A National Institutes of Health (NIH) clinical trial evaluating the safety and effectiveness of hydroxychloroquine for the treatment of adults with coronavirus disease 2019 (COVID-19) has formally concluded that the drug provides no clinical benefit to hospitalized patients, according to a press release from NIH.
Though found not to cause harm, early findings in June, when the trial was stopped, indicated that the drug was not improving outcomes in COVID-19 patients. Final data and analyses of the trial, which was funded by the National Heart, Lung, and Blood Institute (NHLBI), part of NIH, will appear online Nov. 9 in the Journal of the American Medical Association.
The trial, called Outcomes Related to COVID-19 treated with Hydroxychloroquine among Inpatients with symptomatic Disease (ORCHID), began after lab studies and preliminary reports suggested that hydroxychloroquine – commonly used to treat malaria and rheumatic conditions like arthritis – might have promise in treating SARS-CoV-2, the virus that causes COVID-19.
The Prevention and Early Treatment of Acute Lung Injury (PETAL) Clinical Trials Network of NHLBI started the trial in April at 34 hospitals across the United States and enrolled 479 of the expected 510 patients. By June, preliminary evidence indicated hydroxychloroquine was unlikely to offer any benefit.

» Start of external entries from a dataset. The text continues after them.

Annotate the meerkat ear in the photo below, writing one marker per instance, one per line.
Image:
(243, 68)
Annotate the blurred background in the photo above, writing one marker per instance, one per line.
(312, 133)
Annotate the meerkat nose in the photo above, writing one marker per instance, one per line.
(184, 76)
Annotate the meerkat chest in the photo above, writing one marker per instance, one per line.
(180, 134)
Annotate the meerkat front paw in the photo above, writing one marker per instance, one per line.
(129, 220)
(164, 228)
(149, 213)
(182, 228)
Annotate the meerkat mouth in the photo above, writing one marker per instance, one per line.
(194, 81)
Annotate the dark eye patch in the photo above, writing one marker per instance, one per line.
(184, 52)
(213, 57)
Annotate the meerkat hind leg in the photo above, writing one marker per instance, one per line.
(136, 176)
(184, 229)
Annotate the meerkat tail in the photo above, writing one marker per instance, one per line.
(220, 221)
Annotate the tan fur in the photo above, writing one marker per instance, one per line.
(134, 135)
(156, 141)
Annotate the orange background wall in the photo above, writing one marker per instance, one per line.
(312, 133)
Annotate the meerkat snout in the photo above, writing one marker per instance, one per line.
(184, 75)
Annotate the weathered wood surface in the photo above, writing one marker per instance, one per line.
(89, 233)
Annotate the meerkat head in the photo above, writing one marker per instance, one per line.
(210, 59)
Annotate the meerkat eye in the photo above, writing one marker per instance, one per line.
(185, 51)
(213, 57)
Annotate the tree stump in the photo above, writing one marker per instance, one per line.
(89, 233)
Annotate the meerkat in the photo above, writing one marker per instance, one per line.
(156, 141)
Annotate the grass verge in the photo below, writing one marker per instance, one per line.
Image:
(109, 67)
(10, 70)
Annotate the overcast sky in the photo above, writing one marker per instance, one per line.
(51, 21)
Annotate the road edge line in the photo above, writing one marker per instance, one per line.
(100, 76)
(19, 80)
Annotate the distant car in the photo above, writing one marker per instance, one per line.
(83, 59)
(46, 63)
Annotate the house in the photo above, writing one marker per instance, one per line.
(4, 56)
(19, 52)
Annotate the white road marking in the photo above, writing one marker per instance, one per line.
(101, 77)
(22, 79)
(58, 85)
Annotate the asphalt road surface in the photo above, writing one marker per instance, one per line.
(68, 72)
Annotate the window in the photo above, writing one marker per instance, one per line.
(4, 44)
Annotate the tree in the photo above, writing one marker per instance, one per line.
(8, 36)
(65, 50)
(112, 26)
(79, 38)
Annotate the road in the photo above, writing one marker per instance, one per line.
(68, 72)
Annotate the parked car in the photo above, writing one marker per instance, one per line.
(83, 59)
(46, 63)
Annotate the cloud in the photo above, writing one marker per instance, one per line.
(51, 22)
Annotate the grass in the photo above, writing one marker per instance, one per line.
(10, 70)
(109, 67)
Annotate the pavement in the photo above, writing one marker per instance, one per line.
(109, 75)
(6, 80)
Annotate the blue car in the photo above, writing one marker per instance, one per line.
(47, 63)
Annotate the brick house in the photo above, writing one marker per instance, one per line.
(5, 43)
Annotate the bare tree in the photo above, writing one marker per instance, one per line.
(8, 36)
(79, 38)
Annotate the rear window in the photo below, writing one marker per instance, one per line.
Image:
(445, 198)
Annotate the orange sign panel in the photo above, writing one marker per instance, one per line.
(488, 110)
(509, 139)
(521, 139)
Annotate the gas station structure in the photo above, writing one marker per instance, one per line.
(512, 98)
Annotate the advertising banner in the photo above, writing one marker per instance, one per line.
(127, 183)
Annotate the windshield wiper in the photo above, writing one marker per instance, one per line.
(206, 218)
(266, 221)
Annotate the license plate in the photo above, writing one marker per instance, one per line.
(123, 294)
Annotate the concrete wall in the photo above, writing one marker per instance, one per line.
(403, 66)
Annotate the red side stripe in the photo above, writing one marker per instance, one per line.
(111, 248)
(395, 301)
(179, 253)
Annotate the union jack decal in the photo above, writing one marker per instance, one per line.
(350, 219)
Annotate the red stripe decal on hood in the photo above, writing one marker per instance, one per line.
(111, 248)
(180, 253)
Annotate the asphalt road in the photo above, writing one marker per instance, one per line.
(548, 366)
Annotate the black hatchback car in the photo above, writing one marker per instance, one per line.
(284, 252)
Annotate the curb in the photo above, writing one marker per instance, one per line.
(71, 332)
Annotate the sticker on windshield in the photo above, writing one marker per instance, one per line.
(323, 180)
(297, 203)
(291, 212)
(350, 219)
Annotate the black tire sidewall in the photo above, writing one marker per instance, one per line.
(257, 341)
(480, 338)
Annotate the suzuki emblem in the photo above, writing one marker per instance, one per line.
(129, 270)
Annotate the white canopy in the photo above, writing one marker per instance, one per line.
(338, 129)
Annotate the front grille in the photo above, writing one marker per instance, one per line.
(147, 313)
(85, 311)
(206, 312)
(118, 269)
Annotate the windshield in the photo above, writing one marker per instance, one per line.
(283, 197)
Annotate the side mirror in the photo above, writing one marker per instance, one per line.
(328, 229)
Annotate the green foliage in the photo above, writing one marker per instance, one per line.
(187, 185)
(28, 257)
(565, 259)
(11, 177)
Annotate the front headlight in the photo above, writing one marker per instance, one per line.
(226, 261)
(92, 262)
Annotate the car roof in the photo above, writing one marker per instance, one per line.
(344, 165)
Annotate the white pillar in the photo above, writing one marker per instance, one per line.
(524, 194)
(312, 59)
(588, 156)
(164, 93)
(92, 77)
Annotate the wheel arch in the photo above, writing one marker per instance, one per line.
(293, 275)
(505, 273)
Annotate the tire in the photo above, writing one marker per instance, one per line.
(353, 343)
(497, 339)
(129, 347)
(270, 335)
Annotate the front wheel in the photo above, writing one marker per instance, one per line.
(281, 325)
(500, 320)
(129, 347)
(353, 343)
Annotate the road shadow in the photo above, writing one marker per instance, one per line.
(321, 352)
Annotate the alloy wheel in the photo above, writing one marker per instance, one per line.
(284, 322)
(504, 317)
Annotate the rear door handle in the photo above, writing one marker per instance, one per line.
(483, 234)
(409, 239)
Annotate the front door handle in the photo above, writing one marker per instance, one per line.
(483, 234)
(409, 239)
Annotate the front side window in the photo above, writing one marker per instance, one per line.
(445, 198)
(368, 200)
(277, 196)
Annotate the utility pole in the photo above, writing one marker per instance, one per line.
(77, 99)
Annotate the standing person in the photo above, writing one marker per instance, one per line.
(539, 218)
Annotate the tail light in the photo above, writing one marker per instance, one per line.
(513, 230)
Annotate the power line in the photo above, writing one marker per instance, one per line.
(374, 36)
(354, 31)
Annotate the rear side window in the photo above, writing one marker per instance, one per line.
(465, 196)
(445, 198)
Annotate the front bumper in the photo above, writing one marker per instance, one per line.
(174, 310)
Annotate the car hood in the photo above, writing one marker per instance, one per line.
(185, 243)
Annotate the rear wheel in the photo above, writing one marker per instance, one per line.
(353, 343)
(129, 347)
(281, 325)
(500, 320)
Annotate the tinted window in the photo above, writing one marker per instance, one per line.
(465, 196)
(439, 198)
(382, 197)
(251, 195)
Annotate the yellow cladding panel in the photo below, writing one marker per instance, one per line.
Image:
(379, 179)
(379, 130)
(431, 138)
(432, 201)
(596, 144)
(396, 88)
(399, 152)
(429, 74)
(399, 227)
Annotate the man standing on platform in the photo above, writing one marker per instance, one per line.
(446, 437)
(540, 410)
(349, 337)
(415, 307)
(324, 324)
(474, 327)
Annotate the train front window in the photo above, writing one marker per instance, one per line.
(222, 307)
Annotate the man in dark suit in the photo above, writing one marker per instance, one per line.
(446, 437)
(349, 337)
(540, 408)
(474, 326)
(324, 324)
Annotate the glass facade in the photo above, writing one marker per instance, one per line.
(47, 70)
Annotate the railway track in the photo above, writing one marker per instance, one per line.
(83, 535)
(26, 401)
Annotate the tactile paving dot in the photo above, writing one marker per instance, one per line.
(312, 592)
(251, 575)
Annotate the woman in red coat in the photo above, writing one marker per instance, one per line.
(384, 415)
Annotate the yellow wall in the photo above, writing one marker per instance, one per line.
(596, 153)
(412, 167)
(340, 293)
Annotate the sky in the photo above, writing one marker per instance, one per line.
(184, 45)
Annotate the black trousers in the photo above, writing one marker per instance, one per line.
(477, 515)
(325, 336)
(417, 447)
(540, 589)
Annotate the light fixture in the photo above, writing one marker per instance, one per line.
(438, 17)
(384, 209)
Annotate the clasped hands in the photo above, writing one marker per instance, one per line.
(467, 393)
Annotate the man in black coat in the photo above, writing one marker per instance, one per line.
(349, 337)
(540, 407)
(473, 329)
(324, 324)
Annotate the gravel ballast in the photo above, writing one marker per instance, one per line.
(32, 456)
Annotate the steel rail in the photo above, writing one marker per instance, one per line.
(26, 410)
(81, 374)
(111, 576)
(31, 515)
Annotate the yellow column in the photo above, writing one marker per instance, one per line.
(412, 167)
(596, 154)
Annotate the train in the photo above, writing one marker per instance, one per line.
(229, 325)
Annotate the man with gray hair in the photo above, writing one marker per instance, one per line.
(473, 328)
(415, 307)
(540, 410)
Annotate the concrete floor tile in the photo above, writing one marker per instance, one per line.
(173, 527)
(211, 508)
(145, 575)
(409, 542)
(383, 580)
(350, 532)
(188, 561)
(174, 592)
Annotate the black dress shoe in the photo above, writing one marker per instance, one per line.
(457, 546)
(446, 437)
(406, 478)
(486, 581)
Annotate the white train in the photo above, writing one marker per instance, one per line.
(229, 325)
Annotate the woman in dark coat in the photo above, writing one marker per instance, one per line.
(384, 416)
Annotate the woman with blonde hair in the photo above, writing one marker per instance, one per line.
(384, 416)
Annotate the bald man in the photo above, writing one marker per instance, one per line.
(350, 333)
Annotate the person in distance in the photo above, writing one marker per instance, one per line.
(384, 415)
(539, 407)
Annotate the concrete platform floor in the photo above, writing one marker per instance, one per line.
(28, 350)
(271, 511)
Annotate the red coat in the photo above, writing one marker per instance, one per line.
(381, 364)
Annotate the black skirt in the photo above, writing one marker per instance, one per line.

NIH officials said the careful design, implementation, and oversight of the study was key to its results, as well as the recommendation by a data and safety monitoring board (DSMB) to stop the trial early.
The ORCHID trial enrolled participants between April 2 and June 19 who were a median age of 57. They included 290 Hispanic and Black participants and 212 female participants. All participants received clinical care as indicated for their condition. Participants were randomly assigned to a treatment group and received 10 doses of either hydroxychloroquine or a placebo over five days. Researchers then assessed each patient's clinical status 14 days after being assigned to a treatment group. They used a seven-category scale ranging from one (death) to seven (discharged from the hospital and able to perform normal activities). Researchers also measured 12 additional outcomes, including death that occurred 28 days after the participants' assignment to a treatment group.
At day 14, those who received hydroxychloroquine and those who received a placebo had a similar health status, with most participants in both groups discharged from the hospital and able to perform a range of activities. The number of participants in both treatment groups who died at day 14 was also similar. At day 28, 25 of 241 patients in the hydroxychloroquine group and 25 of 236 patients in the placebo group had died.